In aerospace industry, composite materials offer several advantages, such as high weight-to strength ratio and corrosion resistance. Aerospace materials are costly and have high safety standards, frequently using non-destructive testing in order to evaluate the material without incurring in further damage. Acoustic emission is a non-destructive testing method, which allows the signal processing to evaluate material performance during mechanical tests for determining material defects, for example. This study focused in the machining process of composite plates, in terms of surface finishing evaluation with comprehension of process phenomenology using non-destructive testing. Manufacturing processes are complex, especially the machining of composite materials, due to their specific properties and characteristics. The detection and prediction of surface finishing and occurrence of defects during manufacturing using non-destructive techniques is industrially useful, in terms of increasing automated manufacturing systems to increase productivity and quality control.
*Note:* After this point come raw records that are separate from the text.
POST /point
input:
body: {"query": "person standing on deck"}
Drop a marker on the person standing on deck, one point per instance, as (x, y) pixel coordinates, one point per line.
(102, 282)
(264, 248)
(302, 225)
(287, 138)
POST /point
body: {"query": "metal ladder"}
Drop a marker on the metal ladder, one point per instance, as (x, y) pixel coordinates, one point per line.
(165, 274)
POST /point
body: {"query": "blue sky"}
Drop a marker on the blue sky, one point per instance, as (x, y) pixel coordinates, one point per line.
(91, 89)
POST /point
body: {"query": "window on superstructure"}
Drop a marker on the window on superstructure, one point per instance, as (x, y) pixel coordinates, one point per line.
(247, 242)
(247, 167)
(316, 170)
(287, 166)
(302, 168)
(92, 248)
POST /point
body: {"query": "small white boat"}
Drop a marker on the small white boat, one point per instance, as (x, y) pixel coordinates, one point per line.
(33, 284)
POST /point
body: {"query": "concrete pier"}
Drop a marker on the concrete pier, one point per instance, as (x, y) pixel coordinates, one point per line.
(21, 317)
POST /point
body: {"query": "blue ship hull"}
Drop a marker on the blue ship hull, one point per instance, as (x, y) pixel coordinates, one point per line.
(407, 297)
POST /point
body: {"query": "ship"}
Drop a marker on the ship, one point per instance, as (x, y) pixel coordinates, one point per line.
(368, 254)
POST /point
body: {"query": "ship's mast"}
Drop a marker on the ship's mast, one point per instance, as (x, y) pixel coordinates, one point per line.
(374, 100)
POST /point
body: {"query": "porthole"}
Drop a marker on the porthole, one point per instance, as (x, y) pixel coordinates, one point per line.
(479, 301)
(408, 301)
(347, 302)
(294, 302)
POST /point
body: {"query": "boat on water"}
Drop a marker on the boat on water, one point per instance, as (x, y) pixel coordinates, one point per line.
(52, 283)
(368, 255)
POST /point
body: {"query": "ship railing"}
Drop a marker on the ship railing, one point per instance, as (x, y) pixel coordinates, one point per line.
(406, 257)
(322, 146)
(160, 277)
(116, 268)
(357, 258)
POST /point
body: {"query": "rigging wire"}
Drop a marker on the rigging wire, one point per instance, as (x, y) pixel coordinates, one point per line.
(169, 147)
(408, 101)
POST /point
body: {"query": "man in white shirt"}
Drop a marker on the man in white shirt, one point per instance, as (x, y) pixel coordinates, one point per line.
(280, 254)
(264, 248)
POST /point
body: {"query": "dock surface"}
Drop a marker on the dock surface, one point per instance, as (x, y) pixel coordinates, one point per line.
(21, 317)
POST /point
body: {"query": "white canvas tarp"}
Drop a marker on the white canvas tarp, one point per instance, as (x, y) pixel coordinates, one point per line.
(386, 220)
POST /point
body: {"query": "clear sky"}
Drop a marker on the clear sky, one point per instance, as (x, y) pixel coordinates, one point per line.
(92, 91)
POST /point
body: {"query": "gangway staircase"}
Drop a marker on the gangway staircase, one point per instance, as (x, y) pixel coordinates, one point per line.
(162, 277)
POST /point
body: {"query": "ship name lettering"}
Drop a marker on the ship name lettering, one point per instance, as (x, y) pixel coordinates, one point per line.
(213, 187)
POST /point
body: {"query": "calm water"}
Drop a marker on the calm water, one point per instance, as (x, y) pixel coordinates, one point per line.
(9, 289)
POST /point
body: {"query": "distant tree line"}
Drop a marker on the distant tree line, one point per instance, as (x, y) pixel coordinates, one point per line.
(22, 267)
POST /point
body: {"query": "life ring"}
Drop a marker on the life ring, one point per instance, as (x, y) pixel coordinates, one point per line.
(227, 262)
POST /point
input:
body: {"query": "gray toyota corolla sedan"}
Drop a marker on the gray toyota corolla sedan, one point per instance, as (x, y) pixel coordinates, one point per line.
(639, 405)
The aim of this study is to show the possibility of online monitoring of the cutting process and to understand mechanism behind variables of control, with comparisons of different milling parameters and focusing in their impacts in acoustic emission signals, infrared thermography and surface finishing. The results indicates the relationship between cutting process and acoustic emission signals, with a key differentiation of other studies because it shows the not only the capability of detecting anomalies during cutting process and to predict surface quality by acoustic emission signal analysis, but also that is possible to develop new methods of monitoring in real time machined surface of composite parts quality using acoustic emission signals.